Defiendo que en el deporte (como en la vida) todo es cuestión de amor. Generalmente no nos enamoramos de quien solo cocina con excelencia, baila el mejor casino del mundo o alcanza infaliblemente las mejores calificaciones académicas. Puede que alguno de esos atributos esté en la persona amada pero, indudablemente, no define nuestros sentimientos.
Igual me ocurre con el deporte. No puedo renunciar a mi Güira de Melena, mi Artemisa, mi Cuba o mi Latinoamérica aunque estén en el fondo de la tabla de posiciones y con sentencia dictada desde el inicio, aunque lo mejor, lo perfecto, el gran talento no quede del lado de acá de la barrera sentimental que me define casi todo.
Por esa razón —a prueba de que me tilden de chovinista empedernida—, no entiendo a un santiaguero que prefiera a Industriales o a un cienfueguero que se decida por Matanzas. Y aun en esos casos, casi lo perdono. Porque ambos equipos son de Cuba.
Pero este Mundial de Fútbol me ha dejado atónita, confundida, «en guerra» con muchos (amistades, familiares y hasta comentaristas deportivos). Quizá cuatro, ocho o 12 años antes no reparé en las preferencias de quienes me rodeaban. Primero, por mi corta edad. Y segundo porque entonces no existía el creciente espíritu futbolístico que cada vez se proclama en Cuba con más energía e intensos modos de demostrarlo (al punto de que ya muchos lo estudian como fenómeno sociocultural, a pesar del criterio de los más conservadores).
Pero, como si no fuera poca «herejía» soñar más con el fútbol que con nuestro invencible béisbol —y no hay que sacarles tarjeta roja por ello—, hay quienes menosprecian concienzudamente al que se practica desde el río Bravo hasta la Patagonia.

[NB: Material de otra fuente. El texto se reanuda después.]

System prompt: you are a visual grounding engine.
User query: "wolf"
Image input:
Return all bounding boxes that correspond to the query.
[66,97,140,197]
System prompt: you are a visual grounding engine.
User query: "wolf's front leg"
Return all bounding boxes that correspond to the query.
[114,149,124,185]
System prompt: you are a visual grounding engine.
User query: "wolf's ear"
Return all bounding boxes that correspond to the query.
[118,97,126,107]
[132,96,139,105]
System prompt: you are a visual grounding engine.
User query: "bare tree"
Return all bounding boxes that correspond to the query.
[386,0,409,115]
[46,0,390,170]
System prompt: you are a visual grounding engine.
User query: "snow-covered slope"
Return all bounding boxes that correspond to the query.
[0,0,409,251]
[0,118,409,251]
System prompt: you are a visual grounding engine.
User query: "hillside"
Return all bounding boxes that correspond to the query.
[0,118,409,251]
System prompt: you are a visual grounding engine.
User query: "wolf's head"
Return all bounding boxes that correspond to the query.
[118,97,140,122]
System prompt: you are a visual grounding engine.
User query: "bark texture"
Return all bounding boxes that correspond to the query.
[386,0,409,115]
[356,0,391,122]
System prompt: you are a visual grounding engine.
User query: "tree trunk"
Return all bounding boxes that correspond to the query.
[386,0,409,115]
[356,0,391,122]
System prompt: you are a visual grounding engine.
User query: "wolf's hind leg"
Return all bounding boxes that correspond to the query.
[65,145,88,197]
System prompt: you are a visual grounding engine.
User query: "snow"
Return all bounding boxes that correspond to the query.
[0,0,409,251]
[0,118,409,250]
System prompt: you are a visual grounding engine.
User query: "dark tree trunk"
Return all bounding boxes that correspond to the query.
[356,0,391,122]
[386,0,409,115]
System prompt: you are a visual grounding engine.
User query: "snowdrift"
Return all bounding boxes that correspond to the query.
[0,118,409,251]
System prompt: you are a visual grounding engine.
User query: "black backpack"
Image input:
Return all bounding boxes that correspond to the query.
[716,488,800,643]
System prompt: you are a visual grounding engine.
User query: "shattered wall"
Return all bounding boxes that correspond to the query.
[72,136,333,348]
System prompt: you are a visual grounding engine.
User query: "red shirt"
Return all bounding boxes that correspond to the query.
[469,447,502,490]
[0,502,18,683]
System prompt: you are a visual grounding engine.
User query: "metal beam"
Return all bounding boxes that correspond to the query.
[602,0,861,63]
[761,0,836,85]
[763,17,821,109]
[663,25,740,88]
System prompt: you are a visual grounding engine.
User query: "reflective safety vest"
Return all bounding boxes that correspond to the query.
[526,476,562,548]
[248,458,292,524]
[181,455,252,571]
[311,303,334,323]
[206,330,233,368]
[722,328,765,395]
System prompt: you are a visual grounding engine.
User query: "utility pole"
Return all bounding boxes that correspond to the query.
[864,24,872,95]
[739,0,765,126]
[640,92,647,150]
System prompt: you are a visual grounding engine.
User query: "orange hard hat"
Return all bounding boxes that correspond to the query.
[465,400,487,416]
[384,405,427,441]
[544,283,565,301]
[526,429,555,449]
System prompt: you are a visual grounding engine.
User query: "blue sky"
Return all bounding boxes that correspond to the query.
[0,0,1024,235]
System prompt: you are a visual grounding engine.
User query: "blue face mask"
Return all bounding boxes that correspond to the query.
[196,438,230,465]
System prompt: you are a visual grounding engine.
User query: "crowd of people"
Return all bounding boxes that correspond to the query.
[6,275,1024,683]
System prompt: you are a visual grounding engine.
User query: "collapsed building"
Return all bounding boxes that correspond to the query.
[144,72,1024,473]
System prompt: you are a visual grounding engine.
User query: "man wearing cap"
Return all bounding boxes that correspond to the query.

Es increíble que muchos defiendan aún que el fútbol no es cosa de latinoamericanos. Y sé que la historia de los goles puede favorecer esas creencias (casi convertidas en certezas y leyendas de maquinarias y mecánicas). Pero ¿quién no se permite soñar, creer, apostar por lo que pueda parecer más difícil, estar del lado del corazón que tenemos los que habitamos el hemisferio de zurda?
No sé si será cuestión de orgullo. Si así fuese, no se trata del orgullo miserable y engreído, sino del que reafirma lo propio, el vino del patio. Ese que, si sale agrio, también seguirá perteneciéndonos y deberemos defender, no por resignación y empecinamiento, sino porque corresponde a nosotros el desvelo para que tenga un sabor maravilloso.
Por eso, entre risas y brillo de felicidad en los ojos, fui feliz cuando a alguien le preguntaron en medio de esta fiebre de goles y tiempos extras: «Y tú, ¿de quién eres?». «¿Yo? ¡De Cuba! ¿De dónde voy a ser?». Aunque suene a chiste, a utopía, a obstinación, a futuro.
Sin embargo, mientras llega el momento de este caimancito beisbolero (también en espera de revitalizar su juego pasión) en una cancha de Mundial de Fútbol, sé que quien defiende la tradición, la patria grande y el amor por nuestra historia, estuvo del lado de los equipos latinoamericanos y habrá creído en la victoria. Ese se resistirá a caer en la tentación de los amigos que creen que el fútbol es cosa de Europa. ¡De zurda, de zurda, vamo’a pegarle de zurda!